Fast-forward 20 years. 20. My high school reunion is getting organized on Facebook, I've moved out of the Midwest, I've got a wonderful wife and daughter. My mom has just passed away suddenly. My family is trying to pick up the pieces and make sense of a crazy-bad run of luck in the past couple of years. I walk into a Barnes & Noble in Washington, DC, just to kill time, under strict orders not to spend any money on books, since I always end up with something, and it's not always a good idea to be spending money. And there, on the table that says NOTABLE PAPERBACKS is a reissue:
The Things They Carried
The 20th Anniversary Edition
I think I stopped breathing for a moment. All the emotions from 20 years ago, my shame at who I was when I was 18, flooded back. In an instant, I was sitting in a auditorium chair, a crappy folding desk across my lap, my pencil poised and my mind empty. Ms. Stein's chopped blonde hair was there, her head bent over a book on the table in front of her. I picked up the book. I skimmed it. I remembered the pained, sad look on my parents' faces when I brought home my grades. I remember the yelling. I remember the fear. I remember the adolescent indifference, and the incomprehension that I was in charge of my own fate. I didn't remember the words I now read. I put the book down. I picked it up. I walked to the check-out counter.

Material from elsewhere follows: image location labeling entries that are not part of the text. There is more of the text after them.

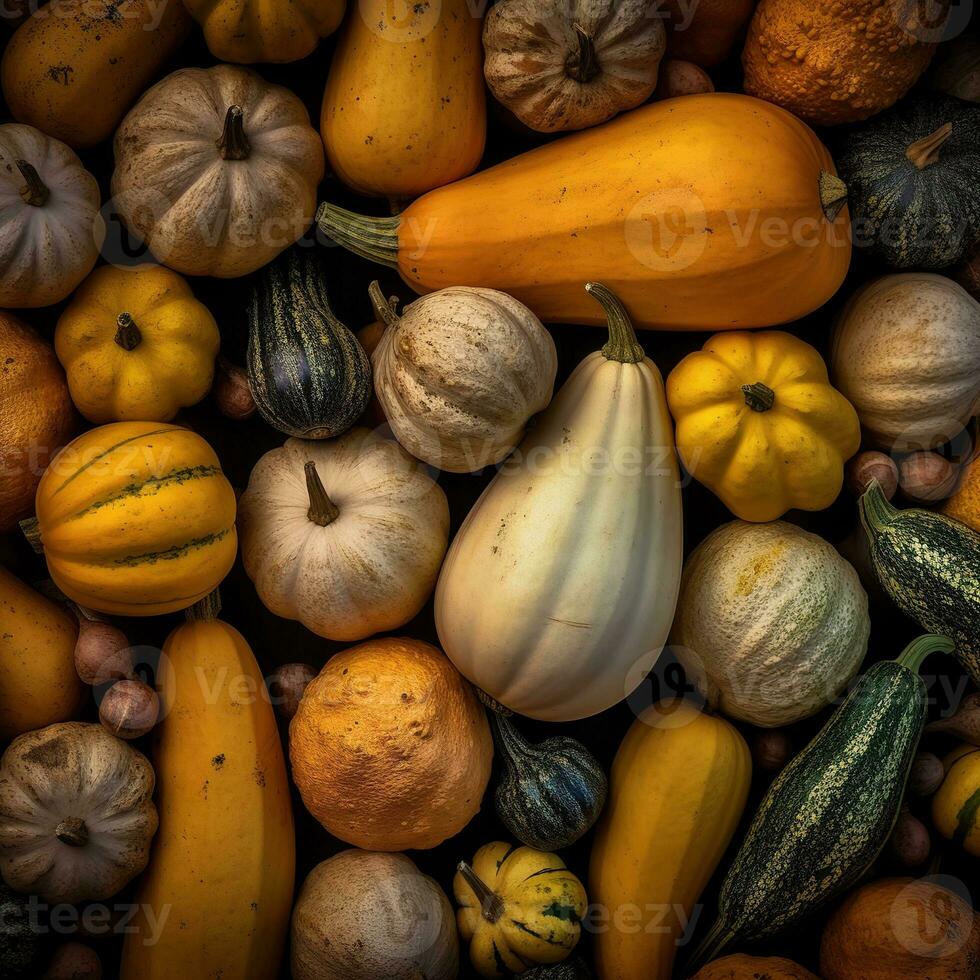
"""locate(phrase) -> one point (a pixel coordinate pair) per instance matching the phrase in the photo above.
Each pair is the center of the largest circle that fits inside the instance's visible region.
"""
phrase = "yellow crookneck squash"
(678, 786)
(136, 345)
(518, 908)
(759, 424)
(714, 211)
(224, 858)
(404, 109)
(137, 519)
(250, 31)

I don't believe in coincidence.
There is a reason this book re-entered my life, and a reason it re-entered it now. It's a sad, troublesome tale of reality, memory and life of a platoon of Vietnam soldiers, and although called "A Work of Fiction," you know it's really not but you really hope it is. Because true war stories don't have morals. They just end. That's how you know whether they're true or not.

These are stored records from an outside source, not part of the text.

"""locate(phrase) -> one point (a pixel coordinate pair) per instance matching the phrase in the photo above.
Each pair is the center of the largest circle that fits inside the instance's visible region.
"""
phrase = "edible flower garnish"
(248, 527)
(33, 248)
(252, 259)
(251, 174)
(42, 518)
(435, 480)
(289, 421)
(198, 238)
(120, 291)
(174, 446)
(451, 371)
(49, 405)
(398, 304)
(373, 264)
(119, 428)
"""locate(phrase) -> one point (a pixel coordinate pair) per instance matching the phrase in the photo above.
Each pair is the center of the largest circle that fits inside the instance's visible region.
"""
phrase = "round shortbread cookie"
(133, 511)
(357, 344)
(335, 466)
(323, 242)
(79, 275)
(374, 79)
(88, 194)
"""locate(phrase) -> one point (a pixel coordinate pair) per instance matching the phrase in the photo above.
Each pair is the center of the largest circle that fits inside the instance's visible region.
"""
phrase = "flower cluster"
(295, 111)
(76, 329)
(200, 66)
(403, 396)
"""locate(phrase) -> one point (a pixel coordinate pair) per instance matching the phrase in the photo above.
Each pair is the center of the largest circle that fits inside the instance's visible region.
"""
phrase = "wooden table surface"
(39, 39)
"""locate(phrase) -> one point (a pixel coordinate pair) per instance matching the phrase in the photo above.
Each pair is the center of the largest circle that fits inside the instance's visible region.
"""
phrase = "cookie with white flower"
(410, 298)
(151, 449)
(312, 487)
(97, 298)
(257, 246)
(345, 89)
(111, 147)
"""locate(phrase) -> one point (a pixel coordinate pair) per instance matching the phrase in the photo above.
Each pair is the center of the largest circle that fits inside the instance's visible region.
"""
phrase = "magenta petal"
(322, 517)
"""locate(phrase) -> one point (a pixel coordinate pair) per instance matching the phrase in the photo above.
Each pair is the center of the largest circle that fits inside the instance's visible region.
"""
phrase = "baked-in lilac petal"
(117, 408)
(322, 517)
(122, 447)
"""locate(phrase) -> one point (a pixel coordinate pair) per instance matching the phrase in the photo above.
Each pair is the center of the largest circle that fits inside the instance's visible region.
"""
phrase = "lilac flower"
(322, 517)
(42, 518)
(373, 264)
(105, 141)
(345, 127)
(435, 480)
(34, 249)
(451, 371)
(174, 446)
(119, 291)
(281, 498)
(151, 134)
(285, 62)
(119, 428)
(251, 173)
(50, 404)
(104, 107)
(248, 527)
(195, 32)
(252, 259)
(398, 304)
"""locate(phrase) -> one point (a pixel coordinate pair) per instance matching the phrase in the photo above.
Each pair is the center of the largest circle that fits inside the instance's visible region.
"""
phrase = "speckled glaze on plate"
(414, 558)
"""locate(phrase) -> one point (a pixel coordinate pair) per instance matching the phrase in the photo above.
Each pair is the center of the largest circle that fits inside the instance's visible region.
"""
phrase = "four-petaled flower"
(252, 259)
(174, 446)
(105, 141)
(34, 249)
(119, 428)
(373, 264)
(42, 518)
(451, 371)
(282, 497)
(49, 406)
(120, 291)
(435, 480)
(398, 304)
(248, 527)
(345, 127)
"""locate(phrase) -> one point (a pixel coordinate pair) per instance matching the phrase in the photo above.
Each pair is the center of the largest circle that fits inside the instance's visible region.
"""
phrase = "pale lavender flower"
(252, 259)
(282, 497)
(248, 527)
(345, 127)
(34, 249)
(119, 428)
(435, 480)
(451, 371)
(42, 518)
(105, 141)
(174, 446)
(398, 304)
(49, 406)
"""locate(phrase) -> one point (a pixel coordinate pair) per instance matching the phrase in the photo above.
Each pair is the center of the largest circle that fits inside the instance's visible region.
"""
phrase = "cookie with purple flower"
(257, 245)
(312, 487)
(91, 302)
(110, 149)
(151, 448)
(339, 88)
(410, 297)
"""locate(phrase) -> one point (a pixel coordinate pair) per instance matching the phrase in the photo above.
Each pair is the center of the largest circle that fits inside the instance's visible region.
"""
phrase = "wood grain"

And the reason this book is so important to me now, building on the other reading I've done recently is this: Tim O'Brien perfectly captures the notion that when we die, we become an idea. This is what I've been struggling to identify for the past two months. It's easy to say that people live on in our memory, but that's imprecise. That implies that your thoughts about a person who has died are static, that they only consist of events you shared with them, stories you can tell. But that's not true, is it? How often do you find yourself saying "Oh, I wish Mom were here for this, she would have ..."? We take our understanding of that person, plus our memories, to form ideas of who that person was. It's unconscious, but it's so much more than memory, and in his essay about a troubled Vietnam vet lost in his own hometown, O'Brien has found an exacting way of expressing the essence of our relationship with death and the deceased. And though I again found myself staring at the ceiling last night, this new thought was somehow comforting, and the idea that my Mom has become has expanded in my mind.

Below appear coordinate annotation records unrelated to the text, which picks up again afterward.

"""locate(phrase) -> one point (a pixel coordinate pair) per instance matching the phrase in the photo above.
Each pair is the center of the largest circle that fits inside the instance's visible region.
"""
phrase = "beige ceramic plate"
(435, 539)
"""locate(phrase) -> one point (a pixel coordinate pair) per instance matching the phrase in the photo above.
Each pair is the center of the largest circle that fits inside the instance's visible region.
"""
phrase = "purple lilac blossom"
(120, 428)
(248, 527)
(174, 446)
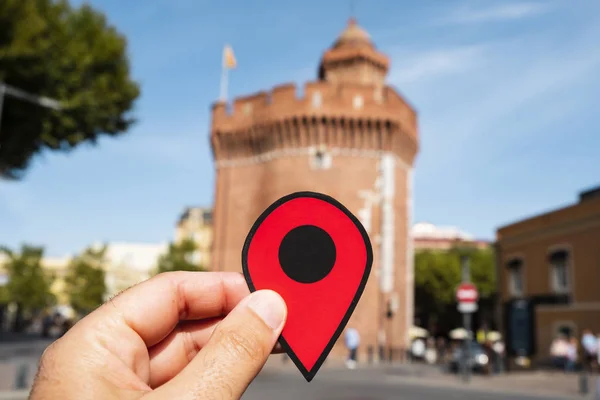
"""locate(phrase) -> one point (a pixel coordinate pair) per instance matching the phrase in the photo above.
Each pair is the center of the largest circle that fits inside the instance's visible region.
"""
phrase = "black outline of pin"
(310, 374)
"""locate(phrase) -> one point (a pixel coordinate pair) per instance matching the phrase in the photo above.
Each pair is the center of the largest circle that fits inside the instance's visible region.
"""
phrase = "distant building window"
(320, 159)
(358, 102)
(559, 271)
(196, 257)
(207, 217)
(515, 277)
(317, 100)
(565, 329)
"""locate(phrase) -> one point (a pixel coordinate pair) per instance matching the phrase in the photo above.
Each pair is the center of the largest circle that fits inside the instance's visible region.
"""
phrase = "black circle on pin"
(307, 254)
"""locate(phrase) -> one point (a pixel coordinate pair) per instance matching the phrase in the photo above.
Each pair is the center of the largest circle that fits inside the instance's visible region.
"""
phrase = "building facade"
(196, 224)
(127, 264)
(350, 136)
(548, 276)
(427, 236)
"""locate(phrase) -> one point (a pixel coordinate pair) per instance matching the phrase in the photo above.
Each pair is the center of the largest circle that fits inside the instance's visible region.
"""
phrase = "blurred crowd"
(569, 354)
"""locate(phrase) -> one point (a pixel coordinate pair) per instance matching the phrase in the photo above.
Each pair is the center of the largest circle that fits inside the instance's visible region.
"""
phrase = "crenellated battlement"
(318, 99)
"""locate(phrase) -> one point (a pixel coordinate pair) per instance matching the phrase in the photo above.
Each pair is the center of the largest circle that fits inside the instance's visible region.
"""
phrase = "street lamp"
(23, 95)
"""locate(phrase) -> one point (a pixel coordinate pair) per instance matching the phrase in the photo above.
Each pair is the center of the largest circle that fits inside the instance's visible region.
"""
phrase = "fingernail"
(269, 306)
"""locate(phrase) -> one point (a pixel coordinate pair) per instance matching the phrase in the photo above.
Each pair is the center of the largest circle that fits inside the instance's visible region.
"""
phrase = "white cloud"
(434, 63)
(501, 12)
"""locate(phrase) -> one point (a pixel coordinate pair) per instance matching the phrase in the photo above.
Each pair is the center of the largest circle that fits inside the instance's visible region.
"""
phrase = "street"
(367, 385)
(18, 363)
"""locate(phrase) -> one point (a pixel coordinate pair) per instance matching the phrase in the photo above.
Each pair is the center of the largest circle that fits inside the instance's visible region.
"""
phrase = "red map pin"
(312, 251)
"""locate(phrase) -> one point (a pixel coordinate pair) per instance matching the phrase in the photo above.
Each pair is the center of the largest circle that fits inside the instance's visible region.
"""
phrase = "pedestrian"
(571, 354)
(352, 339)
(558, 352)
(589, 342)
(498, 348)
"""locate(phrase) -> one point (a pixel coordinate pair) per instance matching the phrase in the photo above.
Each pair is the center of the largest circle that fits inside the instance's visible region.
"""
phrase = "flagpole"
(224, 82)
(224, 76)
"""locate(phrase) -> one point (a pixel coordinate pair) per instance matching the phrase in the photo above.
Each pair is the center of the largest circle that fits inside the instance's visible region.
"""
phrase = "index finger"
(153, 308)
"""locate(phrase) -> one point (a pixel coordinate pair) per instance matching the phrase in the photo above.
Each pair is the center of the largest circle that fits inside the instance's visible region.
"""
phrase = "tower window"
(559, 271)
(320, 159)
(317, 100)
(358, 102)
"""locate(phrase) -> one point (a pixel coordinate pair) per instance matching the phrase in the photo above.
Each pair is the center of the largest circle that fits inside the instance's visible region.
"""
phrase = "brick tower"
(350, 136)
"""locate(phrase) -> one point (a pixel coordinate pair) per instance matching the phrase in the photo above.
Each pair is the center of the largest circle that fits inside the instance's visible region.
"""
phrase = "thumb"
(235, 353)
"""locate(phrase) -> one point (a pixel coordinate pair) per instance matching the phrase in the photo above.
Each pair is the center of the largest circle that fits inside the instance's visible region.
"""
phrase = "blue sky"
(508, 94)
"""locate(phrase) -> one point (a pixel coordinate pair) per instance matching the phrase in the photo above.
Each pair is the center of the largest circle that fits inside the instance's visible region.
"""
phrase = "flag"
(229, 61)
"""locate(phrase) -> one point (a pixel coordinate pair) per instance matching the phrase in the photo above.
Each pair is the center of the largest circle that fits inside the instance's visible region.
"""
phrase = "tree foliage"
(51, 49)
(179, 257)
(29, 284)
(438, 273)
(85, 280)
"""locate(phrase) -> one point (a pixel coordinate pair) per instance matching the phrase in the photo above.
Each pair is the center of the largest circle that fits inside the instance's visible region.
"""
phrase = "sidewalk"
(536, 384)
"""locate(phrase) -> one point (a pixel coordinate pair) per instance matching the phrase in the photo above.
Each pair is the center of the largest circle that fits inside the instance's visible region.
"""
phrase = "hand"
(179, 335)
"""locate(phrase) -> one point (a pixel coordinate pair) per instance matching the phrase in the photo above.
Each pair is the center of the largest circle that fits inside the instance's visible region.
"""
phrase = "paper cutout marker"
(315, 253)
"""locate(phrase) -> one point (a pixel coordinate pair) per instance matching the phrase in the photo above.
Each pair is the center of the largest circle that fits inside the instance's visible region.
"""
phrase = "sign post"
(466, 296)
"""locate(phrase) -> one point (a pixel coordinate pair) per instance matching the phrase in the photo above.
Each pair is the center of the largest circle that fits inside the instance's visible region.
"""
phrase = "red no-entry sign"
(467, 296)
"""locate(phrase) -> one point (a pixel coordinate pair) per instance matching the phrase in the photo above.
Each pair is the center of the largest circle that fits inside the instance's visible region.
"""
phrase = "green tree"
(438, 273)
(179, 257)
(74, 55)
(86, 280)
(29, 285)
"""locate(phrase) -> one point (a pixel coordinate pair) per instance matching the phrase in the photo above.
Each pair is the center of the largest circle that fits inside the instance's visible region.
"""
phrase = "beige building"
(126, 264)
(130, 263)
(549, 276)
(427, 236)
(196, 223)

And while comforting, it's also complex, because one of the major themes of O'Brien's work is the fallibility of ideas, of memory. And this is where it gets interesting: Memory is a work of fiction. Thoughts are a work of fiction. And while this could be disturbing in so many ways, for me it is not. As a journalist, I was trained to find the "truth." And while we all can agree on the "facts" that make up a story, the reality is that everything is made up. Everything is interpreted. Even our thoughts about other people.
So instead of being disturbing, it's beautiful. Our ideas of who Mom was will live on. My niece, my nephew, my daughter will have their own ideas of her, formed by our interpretations. Even the adults' ideas have changed in the past two months. Because although lives just end, and you know the stories are true because they don't always have a moral, ideas live on, and in ideas we find the truth.